Pada akhirnya, serial ini juga membuat saya senang karena, lepas dari beragam benturan kultur dan paham serta kekacauan yang terjadi di kelas Mr. Brown, para karakternya digambarkan mulai semakin dekat satu sama lain, menjadi semakin akrab dan bersahabat walau sering berdebat, dan saling membantu ketika ada yang mengalami kesulitan; misalnya ketika Danielle diganggu oleh salah satu guru di lembaga pendidikan tersebut, ketika Jamila dituduh mengutil, ketika Mr. Brown terancam dipecat, ketika Ranjit hendak dijodohkan dengan wanita yang tak disukainya, ketika Ms. Courtney hendak ditipu oleh mantan pacarnya, atau ketika Juan membawa teman yang mencari suaka politik di Inggris. Walau kontroversi stereotip pada akhirnya membuat serial ini tidak diteruskan setelah musim ketiga, saya tetap menikmatinya dan merasa bahwa inilah salah satu sitkom Inggris paling berkesan yang pernah saya tonton.

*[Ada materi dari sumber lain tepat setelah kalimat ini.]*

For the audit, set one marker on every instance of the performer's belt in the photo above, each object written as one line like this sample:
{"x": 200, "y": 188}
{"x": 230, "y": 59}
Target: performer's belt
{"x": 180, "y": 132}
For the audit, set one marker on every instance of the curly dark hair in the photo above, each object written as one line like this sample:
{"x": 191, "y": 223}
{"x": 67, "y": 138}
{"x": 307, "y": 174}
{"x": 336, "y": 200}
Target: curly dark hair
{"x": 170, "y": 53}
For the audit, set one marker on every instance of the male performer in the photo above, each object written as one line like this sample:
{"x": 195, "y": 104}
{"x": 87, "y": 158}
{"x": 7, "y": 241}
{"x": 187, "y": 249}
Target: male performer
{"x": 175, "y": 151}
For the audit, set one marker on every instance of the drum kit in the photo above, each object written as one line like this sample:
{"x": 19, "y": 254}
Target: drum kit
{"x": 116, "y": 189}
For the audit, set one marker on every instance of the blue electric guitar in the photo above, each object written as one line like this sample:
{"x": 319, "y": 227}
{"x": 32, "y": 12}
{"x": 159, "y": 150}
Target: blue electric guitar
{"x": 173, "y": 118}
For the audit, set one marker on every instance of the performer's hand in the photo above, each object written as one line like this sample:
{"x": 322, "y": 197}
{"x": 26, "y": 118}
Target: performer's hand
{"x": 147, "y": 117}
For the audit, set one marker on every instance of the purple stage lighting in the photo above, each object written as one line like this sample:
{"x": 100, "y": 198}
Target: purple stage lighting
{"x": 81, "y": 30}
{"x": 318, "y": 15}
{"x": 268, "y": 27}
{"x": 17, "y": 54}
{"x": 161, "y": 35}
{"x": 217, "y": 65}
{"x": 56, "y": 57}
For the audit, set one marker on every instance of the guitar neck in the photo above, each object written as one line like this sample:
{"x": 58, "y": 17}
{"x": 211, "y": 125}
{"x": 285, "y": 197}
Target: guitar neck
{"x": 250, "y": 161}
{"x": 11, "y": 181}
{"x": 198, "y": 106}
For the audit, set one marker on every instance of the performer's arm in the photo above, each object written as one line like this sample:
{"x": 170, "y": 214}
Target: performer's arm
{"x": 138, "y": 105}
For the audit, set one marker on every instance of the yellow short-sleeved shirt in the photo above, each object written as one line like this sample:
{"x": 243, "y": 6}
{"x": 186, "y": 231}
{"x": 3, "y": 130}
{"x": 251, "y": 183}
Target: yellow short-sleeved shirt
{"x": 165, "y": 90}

Seperti kata penulis Inggris Jeremy Paxman: "when the end of empire happened and when the British worldview was turned upside down, the easiest British thing to do was to laugh at it." Humor dalam Mind Your Language adalah cara Inggris memandang kebingungan akan identitas dirinya di tengah-tengah kegalauan masa pasca-kolonialisme. Humor yang terbaik adalah humor yang menertawakan diri sendiri, dan mungkin itulah yang saya dan para fans serial ini pahami dan akhirnya membuat kami tertawa tanpa beban.